How these facts go together: Sacre Bleu is the tale of the color blue. Or the muse that has inspired artists for centuries. Or both, as they are one and the same. The book centers around the Impressionists that found homes, models, and inspiration in the bohemian atmosphere of Montmartre, but it encompasses all great works of art and their artists. The cast of characters is large and the chronology a bit jumbled, but that just enhances the story rather than detract. Lucien (son of a baker and wanna be patron of the arts) and Henri (Toulouse-Lautrec, bien sur) are on a quest to understand why their friend Vincent (Van Gogh, to be sure) would have committed suicide, especially in the odd manner in which he did. Why would he shoot himself in the chest and then walk a mile to the home of a doctor? During their quest for truth, Lucien encounters his old love, Henri renews his enthusiasm for cabarets, brothels, and alcohol, and we meet The Colorman and Bleu.

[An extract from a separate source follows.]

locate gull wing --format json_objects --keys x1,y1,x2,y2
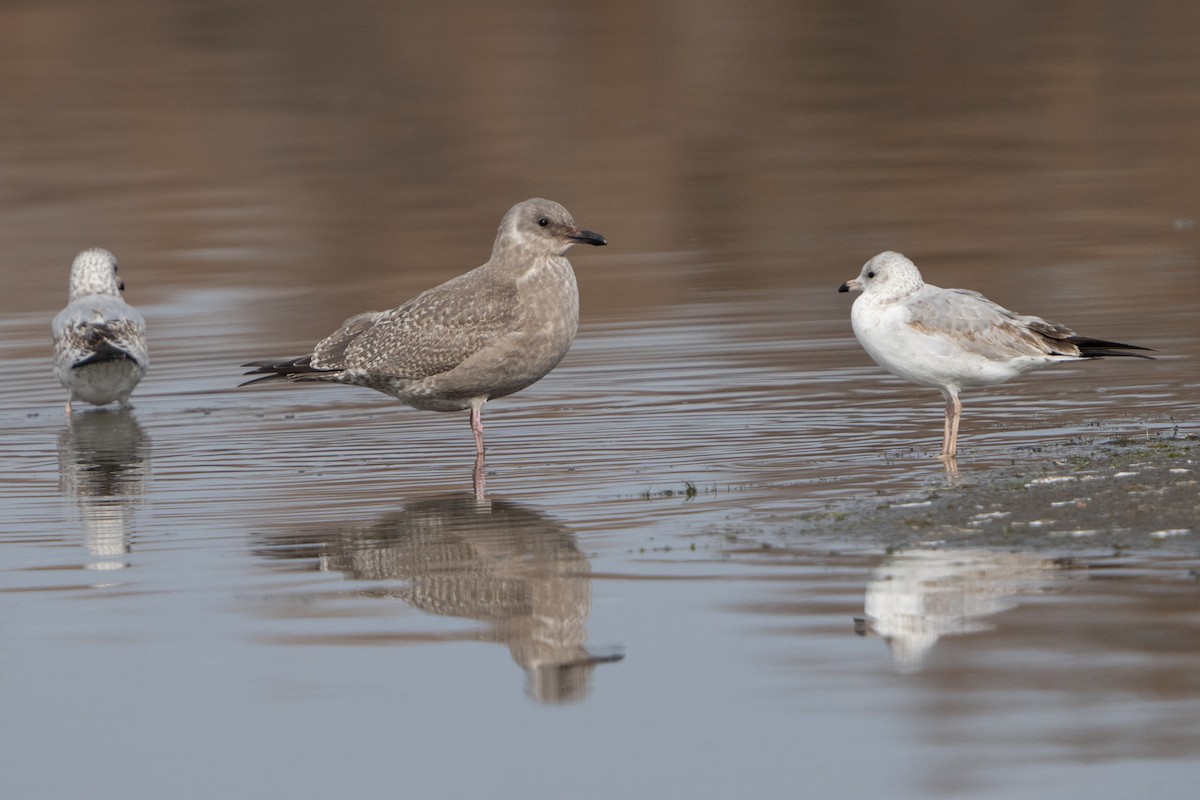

What I loved most about this book was the quick-witted and fast-paced dialogue. I hate books that slow things down by explaining plot points through laborious dialogue. We don't need to have every.single.detail spelled out for us when the characters have a discussion. We're smart; we'll catch on. I also loved that there were paintings thrown in throughout the book. Mostly because I have absolutely no artistic talent and therefore admire those who can create something in such a manner. But I also love that we get an imagined glimpse into the inspiration for these particular moments. It's fiction, but the tales behind the paintings are plausible(ish) and it makes a great story. Pictures are supposed to be worth a thousand words, right? I'm not giving any more of the plot away because I'm imploring you to read it for yourself. It's fast, funny, a bit raunchy, and a charming tale. It's as if Dave Barry and the collective body of Monty Python had a love child; what could go wrong with that? Read this book if you like to laugh, learn, appreciate art and absurdity. Now, I'm off to buy more of Mr. Moore's books and to mail SLAM my exhibit fee before Dad is officially bald.